2021’e gerilla cephesinden bakış - I

Kürt halkı ve gerillası, savaşın en şiddetli halinin yaşandığı 2021’de direnişten vazgeçmedi. Büyük bir inat ve kararlılık, irade ve azimle direndi, Türk devletinin hesaplarını bozdu.

Kürdistan’da süren savaşın en şiddetli yaşandığı yıllardan biri 2021’di. Türk devletinin tüm imkanlarıyla saldırıda olduğu ve Kürt Özgürlük Hareketi’nin askeri varlığına son verme planının belki de son halkasıydı.

Tüm insanlık değerleri aşılarak, kullanılabilecek her türlü yasaklı mühimmat kullanıldı. Gerilla mezarlarına saldırı ve psikolojik savaşın en katı hali de dahil tüm yöntemlere başvuruldu. Türk devletinin Kürt halkına ve gerillasına karşı kullanamadığı bir tek nükleer bomba kalmıştı, bunun dışında NATO envanterinde olan tüm mühimmatlar ve silah teknolojisi kullanıldı.

Tüm bu vahşet ve insanlık değerlerini yok sayan yöntemlere rağmen Kürt halkı ve gerillası direnişten vazgeçmedi. Büyük bir inat ve kararlılıkla direniş büyütüldü, direnişin keskinliği karşısında tel tel dökülmeye başlayan ise Türk devleti oldu.

Türk devletinin Ekim 2014’teki MGK’da kararlaştırdığı ‘Çöktürme Planı’ çerçevesinde, son 6 yıldır Kürt Özgürlük Hareketi’ne karşı insanlık değerlerini katbekat aşan bir kırım harekatı yaptığına şahitlik ettik.

Gerçekleştirmek istediği Kürt soykırımı, bölgesel ve uluslararası birçok devlet tarafından desteklendi.
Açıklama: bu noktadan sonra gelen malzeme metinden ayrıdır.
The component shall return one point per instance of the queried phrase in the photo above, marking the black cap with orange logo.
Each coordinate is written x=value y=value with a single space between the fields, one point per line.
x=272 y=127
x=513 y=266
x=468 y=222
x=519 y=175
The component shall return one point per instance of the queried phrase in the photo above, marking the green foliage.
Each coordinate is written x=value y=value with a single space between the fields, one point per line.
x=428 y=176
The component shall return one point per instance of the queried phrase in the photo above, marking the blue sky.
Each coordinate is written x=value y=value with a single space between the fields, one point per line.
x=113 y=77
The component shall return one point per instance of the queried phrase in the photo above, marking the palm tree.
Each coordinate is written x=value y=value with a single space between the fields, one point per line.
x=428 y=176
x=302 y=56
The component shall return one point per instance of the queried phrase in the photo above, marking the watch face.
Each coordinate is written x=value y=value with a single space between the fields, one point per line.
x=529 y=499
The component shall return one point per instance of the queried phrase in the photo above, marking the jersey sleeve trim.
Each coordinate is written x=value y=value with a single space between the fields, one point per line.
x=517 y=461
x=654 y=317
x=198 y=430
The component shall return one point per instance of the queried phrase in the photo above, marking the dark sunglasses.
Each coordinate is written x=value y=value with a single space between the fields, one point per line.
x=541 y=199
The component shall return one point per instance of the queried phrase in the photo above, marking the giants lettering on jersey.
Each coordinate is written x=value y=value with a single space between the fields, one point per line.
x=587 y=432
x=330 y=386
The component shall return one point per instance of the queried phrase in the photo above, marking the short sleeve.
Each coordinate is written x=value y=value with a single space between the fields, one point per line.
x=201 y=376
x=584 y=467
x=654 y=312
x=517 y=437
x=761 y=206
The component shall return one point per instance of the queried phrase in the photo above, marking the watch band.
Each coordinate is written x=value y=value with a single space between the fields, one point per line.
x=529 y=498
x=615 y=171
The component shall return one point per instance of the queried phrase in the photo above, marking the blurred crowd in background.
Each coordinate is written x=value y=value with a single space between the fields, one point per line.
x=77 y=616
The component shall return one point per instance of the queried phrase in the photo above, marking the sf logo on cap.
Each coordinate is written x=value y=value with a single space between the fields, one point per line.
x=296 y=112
Destekleme metotları farklı olsa da özelde hepsi aynıydı. Evrensel hukuk askıya alındı ve Türk devletinin Kürt soykırımını askeri ve ekonomik olarak finanse etmeyi sürdürdüler.

Günümüze kadar türlü hukuk oyunları ve alçakça komplolarla yürütülen soykırım uygulamaları, son 6 yılın sonunda ortaya çıkan sonuçları itibarıyla perde arkasındaki bölgesel ve uluslararası ortakları net bir şekilde görünür kıldı.

Pratik olarak Şubat 2021’de başlatılan ‘PKK’yi bitirme ve Kürt soykırımını tamamlama harekatı’nın hedefi ve bu soykırım saldırısına karşı gerillanın yeni tarz ve taktiksel dönüşümü ile yıl boyunca süren direnişin ulaştığı düzeyi; Garê süreci öncesi yapılan diplomasi trafiğinin anlamı, küresel ve bölgesel güçlerin rolünü hatırlatalım.

GARÊ SÜRECİ ÖNCESİ

Türk Savunma Bakanı Hulusi Akar, Garê süreci öncesinde Bağdat ve Hewlêr’e yaptığı ziyaretler sonrasında yaptığı açıklamalarda, birinci gündem maddesinin PKK olduğunu açıkça belirtiyordu.

Berlin ziyaretinde bunu pek dillendirmediler. Merkel hükümetinin çekinceleri olduğu biliniyor ve belli ki Akar özellikle uyarılmış.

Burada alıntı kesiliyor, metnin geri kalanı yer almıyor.